NANNING, CHINA - JUNE 28, 2022 - Photo taken on June 28, 2022 shows a new commercial residential complex in Nanning, Guangxi Zhuang Autonomous Region. Recently, China's provincial capitals have pushed new policies to promote housing purchase, from relaxing purchase restrictions, sales restrictions and loans, to lowering the down payment and interest rates. According to incomplete statistics, more than 20 provincial capitals and regional capitals have introduced policies to rescue the property market in the In China, people typically buy apartments before they are completed. Pictured here on June 28, 2022, are unfinished residences in Nanning, Guangxi Zhuang Autonomous Region.

Goldman has lowered its forecast for the China index due to the slump in the country's property market.

According to a report published late Thursday, the investment bank slashed its earnings outlook to zero growth for the year.

The analysts have lowered their price target for the next year. More than 700 China stocks are tracked by MSCI China.

Concerns about China's property market have caused the index to tumble more than 6% in July.

The new target means the index is expected to decline by 3% this year versus posting a mild gain, but it also means there is another 18% upside from the index.

Henry Chin, head of research for Asia-Pacific at CB Richard Ellis, said on CNBC that residential-led growth is coming to an end.

There is oversupply in smaller cities that could take up to five years for the market to absorb.

Moody's says that real estate and related industries make up 25% of China's GDP.

Goldman has lowered its expectations for new housing starts in the second half of the year compared to a previous forecast.

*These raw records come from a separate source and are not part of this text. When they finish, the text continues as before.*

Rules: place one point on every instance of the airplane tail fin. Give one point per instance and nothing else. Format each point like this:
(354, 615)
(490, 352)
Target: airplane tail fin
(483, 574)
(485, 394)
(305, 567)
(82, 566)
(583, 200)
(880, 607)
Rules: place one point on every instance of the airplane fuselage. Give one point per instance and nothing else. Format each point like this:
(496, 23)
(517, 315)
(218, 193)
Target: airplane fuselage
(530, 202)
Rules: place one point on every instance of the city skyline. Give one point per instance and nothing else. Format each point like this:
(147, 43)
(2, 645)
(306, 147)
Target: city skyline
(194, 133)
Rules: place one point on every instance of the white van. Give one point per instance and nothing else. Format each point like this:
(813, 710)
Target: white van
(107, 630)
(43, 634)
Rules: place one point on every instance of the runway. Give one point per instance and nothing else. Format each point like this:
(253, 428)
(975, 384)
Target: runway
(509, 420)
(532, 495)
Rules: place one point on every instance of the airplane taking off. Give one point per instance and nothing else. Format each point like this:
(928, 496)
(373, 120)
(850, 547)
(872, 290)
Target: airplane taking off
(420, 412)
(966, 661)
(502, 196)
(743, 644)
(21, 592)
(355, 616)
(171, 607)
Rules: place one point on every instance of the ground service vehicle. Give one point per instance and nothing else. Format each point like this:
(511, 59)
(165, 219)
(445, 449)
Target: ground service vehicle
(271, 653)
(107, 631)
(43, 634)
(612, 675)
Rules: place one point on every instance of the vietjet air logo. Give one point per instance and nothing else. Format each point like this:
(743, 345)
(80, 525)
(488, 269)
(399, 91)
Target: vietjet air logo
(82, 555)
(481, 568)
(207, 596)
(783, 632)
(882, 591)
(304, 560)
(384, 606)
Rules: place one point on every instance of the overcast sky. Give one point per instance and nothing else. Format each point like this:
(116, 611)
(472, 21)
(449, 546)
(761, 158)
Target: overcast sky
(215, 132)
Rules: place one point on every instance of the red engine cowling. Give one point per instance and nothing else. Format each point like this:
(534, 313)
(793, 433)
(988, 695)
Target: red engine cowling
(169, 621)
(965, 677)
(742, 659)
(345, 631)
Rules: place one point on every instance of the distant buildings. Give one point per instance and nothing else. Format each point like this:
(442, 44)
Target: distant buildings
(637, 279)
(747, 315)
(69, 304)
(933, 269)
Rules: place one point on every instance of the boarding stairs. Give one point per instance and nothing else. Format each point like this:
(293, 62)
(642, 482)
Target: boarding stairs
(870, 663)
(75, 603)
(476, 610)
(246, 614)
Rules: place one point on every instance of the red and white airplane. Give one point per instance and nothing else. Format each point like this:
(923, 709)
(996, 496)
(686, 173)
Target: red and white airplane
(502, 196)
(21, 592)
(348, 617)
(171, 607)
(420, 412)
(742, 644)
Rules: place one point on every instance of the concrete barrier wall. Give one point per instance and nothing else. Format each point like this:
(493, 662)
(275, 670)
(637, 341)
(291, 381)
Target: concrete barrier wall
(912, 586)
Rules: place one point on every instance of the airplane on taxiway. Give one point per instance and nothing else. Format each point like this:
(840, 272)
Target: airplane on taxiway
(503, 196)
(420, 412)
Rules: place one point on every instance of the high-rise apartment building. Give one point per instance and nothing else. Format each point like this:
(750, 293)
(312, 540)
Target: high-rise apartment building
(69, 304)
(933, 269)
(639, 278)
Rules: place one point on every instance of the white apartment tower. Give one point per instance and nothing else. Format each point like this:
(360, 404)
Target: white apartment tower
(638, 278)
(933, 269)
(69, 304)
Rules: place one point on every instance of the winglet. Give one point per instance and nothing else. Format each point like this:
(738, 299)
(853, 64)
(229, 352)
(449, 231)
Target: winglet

State-owned property developers are expected to perform better than those that aren't owned by the state. Goldman prefers sectors such as autos, internet retailing, and Semiconductor, but is cautious on bank stocks due to their exposure to housing related loans.

Goldman economists have reduced their China GDP forecast. All of the unresolved problems in Covid and housing were cited by the economists.

China's GDP grew by 0.4% in the second quarter from a year ago, well below the official full-year target of 5.5%.

The decline in real estate investment in the first half of the year was worse than the decline in the first five months.

Bernstein thinks that shares can rally more than 20% from here.

The property sector deteriorated beyond even our bearish expectations and the economy may be even worse than we think.

Lu said that the outbreak of Omicron and lockdowns from March to May have made the situation worse.

Most of the new Covid infections in China have been in the central part of the country, rather than the cities of Beijing andShanghai.

The risk of disease transmission has come under control in one of the hardest hit areas.